SPATIAL DIVERSITY SIGNAL TRANSMISSION IN DIGITAL TROPOSCATTER STATIONS
DOI:
https://doi.org/10.33243/2518-7139-2020-1-2-92-99Abstract
The article examines the possibility of increasing the normalized throughput of digital troposcatter stations on the way of using space-separated signal transmission. Shown is a block diagram of the transmitting path of a digital troposcatter station with space-separated signal transmission. Methods of separation at the reception of signals acting at the input of the space-time coding device of the transmission path of the microwave digital troposcatter station are analyzed. Three methods of signal addition are considered in detail: linear addition; auto selection; optimal (quasi-optimal) addition. Various variants of addition are analyzed: before the demodulator and after the demodulator. The calculation of the normalized channel capacity as a function of the signal-to-noise ratio for the case of two transmitting antennas with known and unknown channel matrices is carried out. It was found that with two transmitting antennas and an unknown channel matrix, the normalized bandwidth does not differ from the case of using one transmitting antenna. The effect of cross-polarization isolation on the normalized channel capacity is analyzed, when one transmitting antenna emits signals of horizontal polarization, and the second transmitting antenna emits signals of vertical polarization.
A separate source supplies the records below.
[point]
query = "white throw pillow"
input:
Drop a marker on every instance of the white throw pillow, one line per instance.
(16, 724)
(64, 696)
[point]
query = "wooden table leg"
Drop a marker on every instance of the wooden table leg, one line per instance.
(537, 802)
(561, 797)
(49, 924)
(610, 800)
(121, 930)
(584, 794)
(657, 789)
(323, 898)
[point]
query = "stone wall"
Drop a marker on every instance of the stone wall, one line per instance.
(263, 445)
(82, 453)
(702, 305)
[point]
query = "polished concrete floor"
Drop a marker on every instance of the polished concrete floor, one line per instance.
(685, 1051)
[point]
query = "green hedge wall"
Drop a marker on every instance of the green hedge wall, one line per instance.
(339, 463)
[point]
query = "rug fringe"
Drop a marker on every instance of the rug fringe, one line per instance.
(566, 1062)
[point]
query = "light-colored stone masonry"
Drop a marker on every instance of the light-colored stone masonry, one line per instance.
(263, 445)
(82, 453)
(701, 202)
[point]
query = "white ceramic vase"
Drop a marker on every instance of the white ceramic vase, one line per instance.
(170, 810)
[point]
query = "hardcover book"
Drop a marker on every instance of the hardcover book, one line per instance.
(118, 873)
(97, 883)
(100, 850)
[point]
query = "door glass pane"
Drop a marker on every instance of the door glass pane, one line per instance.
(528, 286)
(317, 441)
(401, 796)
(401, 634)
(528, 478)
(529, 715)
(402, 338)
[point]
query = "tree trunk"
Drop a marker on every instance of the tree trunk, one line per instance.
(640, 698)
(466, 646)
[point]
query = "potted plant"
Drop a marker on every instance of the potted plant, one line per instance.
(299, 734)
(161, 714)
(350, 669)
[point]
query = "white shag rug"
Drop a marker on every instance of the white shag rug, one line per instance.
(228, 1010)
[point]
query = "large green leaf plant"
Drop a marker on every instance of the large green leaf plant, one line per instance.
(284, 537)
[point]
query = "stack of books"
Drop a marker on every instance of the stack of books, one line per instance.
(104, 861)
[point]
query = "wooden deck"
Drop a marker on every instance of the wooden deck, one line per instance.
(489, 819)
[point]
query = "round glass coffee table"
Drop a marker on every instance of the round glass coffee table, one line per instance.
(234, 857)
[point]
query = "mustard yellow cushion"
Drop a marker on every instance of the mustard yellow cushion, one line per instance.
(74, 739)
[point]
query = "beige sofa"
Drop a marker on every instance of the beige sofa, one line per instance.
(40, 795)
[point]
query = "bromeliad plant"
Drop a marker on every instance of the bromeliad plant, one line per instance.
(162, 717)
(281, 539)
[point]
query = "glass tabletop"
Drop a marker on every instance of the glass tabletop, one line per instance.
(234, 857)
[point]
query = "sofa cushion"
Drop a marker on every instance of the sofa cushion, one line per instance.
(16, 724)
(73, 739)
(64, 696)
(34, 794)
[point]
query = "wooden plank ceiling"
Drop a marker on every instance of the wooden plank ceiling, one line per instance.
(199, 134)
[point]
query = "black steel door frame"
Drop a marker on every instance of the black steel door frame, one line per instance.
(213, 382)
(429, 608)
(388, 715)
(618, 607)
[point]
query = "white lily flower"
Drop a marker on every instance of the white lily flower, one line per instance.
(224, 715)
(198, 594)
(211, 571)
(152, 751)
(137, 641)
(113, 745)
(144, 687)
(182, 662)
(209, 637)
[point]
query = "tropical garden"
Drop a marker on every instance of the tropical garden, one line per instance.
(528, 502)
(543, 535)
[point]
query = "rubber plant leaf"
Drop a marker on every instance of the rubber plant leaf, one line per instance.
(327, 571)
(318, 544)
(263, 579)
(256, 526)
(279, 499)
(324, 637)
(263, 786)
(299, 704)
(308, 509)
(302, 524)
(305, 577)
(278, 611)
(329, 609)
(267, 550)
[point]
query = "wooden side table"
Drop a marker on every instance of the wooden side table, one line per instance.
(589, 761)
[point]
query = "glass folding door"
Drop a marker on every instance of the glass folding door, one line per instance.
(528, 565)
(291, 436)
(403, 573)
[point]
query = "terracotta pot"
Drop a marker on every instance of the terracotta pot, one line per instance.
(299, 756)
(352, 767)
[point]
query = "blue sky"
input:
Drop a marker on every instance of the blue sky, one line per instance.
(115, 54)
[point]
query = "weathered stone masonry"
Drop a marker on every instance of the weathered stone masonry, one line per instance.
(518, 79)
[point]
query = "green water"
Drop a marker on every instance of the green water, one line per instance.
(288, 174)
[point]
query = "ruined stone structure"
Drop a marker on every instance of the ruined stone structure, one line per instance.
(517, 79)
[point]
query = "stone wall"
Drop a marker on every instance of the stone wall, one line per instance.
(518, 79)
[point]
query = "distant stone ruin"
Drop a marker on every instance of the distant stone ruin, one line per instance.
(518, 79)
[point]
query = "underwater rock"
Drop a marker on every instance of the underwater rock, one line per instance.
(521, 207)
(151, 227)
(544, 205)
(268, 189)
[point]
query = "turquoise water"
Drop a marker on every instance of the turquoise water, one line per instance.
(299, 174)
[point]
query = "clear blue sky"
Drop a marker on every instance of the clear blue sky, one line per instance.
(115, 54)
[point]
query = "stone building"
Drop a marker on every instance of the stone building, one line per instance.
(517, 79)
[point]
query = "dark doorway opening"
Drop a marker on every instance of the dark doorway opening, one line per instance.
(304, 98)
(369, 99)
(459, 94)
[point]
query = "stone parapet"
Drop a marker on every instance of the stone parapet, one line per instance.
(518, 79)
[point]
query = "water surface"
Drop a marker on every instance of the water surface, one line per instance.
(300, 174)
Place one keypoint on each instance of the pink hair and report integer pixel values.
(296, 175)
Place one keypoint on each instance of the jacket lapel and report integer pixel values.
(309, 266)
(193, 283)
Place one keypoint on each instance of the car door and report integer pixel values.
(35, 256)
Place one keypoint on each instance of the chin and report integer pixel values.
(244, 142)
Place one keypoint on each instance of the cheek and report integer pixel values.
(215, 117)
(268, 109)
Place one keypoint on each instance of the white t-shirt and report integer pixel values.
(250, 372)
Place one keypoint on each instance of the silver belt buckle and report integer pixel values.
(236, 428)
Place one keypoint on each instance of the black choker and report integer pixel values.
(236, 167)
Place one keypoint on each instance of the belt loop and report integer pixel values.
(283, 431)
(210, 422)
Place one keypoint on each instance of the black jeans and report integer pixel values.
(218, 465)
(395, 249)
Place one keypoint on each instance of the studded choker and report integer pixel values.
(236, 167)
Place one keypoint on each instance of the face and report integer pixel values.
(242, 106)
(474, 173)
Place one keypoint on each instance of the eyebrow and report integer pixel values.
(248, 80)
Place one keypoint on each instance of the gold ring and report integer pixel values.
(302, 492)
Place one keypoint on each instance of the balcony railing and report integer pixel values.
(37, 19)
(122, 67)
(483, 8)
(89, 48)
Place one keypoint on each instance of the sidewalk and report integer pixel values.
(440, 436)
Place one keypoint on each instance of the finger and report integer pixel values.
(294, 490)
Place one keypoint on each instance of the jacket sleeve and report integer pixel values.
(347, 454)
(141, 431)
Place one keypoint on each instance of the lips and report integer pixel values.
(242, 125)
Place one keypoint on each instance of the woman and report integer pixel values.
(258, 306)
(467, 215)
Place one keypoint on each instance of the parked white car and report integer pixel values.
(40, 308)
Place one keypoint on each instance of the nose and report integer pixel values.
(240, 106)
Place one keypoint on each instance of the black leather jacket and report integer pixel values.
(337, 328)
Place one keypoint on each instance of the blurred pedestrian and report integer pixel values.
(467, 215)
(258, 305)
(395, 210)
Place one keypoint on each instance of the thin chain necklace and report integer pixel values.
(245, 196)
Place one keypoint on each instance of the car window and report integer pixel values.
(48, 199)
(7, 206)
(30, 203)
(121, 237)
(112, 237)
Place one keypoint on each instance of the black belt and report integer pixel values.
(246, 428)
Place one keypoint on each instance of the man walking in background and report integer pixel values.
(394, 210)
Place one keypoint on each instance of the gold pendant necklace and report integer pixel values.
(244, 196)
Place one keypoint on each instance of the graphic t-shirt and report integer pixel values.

The values of the error probability are obtained for spatially-separated signal transmission to two transmitting antennas for two laws of distribution of a random variable - Rayleigh and Rice. The Rice distribution law of a random variable, the error probability is expressed through the modified zero-order Bessel function. The calculated data are shown in the table. The calculation was carried out in two frequency ranges allowed for the use of troposcatter communication facilities and for a channel without fading and for a channel with intersymbol interference.